Bulunduğu ortamdan bir süreliğine zihninde uzaklaşan Isaac kurtulmanın ne demek olduğu konusunda düşüncelere dalmışken birkaç düşüncesini de Lena ile paylaşma isteğiyle kendine gelerek, göz kırpıştırıp konuşmaya başladı.

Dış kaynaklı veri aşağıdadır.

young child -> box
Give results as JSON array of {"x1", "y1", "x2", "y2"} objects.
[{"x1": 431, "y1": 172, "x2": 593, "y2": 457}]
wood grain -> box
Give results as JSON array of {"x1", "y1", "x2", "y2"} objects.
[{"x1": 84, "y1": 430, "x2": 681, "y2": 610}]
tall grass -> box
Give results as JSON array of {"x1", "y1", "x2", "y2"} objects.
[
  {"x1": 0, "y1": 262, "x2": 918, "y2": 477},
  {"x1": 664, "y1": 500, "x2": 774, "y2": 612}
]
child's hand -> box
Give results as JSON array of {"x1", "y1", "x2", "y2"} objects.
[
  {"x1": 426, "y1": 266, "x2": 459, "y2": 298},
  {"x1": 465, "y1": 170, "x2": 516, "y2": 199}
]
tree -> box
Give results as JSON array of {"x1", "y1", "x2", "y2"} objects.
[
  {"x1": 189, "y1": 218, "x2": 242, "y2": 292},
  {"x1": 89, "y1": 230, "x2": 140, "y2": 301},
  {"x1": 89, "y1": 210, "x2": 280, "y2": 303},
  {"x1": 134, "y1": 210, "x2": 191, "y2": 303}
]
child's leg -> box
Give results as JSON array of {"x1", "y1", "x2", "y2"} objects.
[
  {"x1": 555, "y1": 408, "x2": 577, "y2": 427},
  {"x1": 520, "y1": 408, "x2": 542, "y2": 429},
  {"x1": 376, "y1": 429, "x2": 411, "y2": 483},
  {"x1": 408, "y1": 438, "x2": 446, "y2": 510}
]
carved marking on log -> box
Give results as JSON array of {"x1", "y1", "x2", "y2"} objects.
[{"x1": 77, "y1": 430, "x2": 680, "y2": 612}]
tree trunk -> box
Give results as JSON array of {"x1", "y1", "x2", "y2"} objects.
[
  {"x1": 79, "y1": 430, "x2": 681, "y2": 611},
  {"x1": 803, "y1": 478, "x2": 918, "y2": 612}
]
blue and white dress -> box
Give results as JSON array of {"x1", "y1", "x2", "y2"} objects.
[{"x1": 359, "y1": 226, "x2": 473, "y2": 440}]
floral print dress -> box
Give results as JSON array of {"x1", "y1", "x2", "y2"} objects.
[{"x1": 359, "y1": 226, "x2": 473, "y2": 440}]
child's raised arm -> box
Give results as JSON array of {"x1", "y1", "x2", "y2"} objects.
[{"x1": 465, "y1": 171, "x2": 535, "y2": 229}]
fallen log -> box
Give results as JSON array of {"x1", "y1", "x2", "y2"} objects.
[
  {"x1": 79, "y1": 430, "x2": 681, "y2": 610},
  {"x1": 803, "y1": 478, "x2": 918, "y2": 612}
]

“Kurtulmamı istemen beni onurlandırıyor. Sonuçta yapay zekâların insanlığın sonunu getireceğine dair söylemlerle bana saldıran çok insan olmuştu. O zamanlar onların hiç birisini ciddiye alıp dinlemiyordum ve şu gün senin benim için çabaladığını gördükçe bu kararımda haklı olduğuma iyice inanıyorum. Fakat senin kadar ben kendimi kurtarma konusunda istekli miyim? Bir tek sen varsın dedim ya beni önemseyen. Tamam, internete girip ismimi arattığımda bana şükran duyan bir çok insanın yazısına ulaşıyorum ama biliyorum ki bir gün evimde ölü bulunduğum haberini de duymayı bekleyen çok kişi var.” Konuşmasını hız kesmeden teatral bir ses tonu takınarak devam ettirdi. “Genç deha, uzun bir süredir evinden çıkmıyor... Ne hakkında araştırma yaptığı merak konusu…” diyen Isaac hafif bir tebessümle beraber sözüne devam etti.

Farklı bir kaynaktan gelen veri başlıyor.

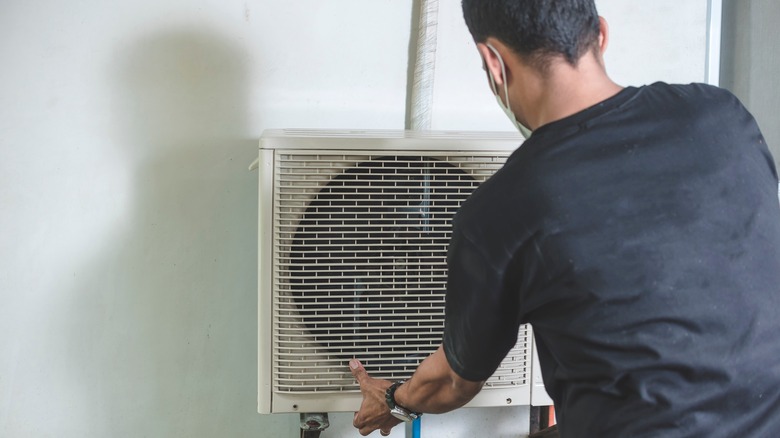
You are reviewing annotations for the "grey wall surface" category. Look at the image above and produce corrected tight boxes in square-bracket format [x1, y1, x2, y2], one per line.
[721, 0, 780, 169]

“Sayısal Bilinç’in Temelini Atan Usta Programcı diye bir başlık gördüm geçen gün ve kendimi gülmekten alı koyamadım. Benim yaptığım şeye temel demeleri için üzerine birkaç kat daha çıkmaları gerekirken öyle saçma sapan işler yaptılar ki ister istemez onları küçümserken aynı zamanda utanıyorum. Onlara verdiğim kodlar üzerinden ben altı ayda seni yazdım Lena; onlarsa birkaç işe yaramaz uygulama yapmayı başardılar,” diyen Isaac’ın kendinden emin hali Lena tarafından şu sözlerle desteklendi. “Sen onlara gerekli olan tüm malzemeleri verdin ama onlar bu malzemeler ile bir gökdelen dikebilecekken bir baraka yapmayı tercih ettiler. Senin yaptıklarının temel olarak değil mimari olarak adlandırılmasını daha uygun buluyorum.”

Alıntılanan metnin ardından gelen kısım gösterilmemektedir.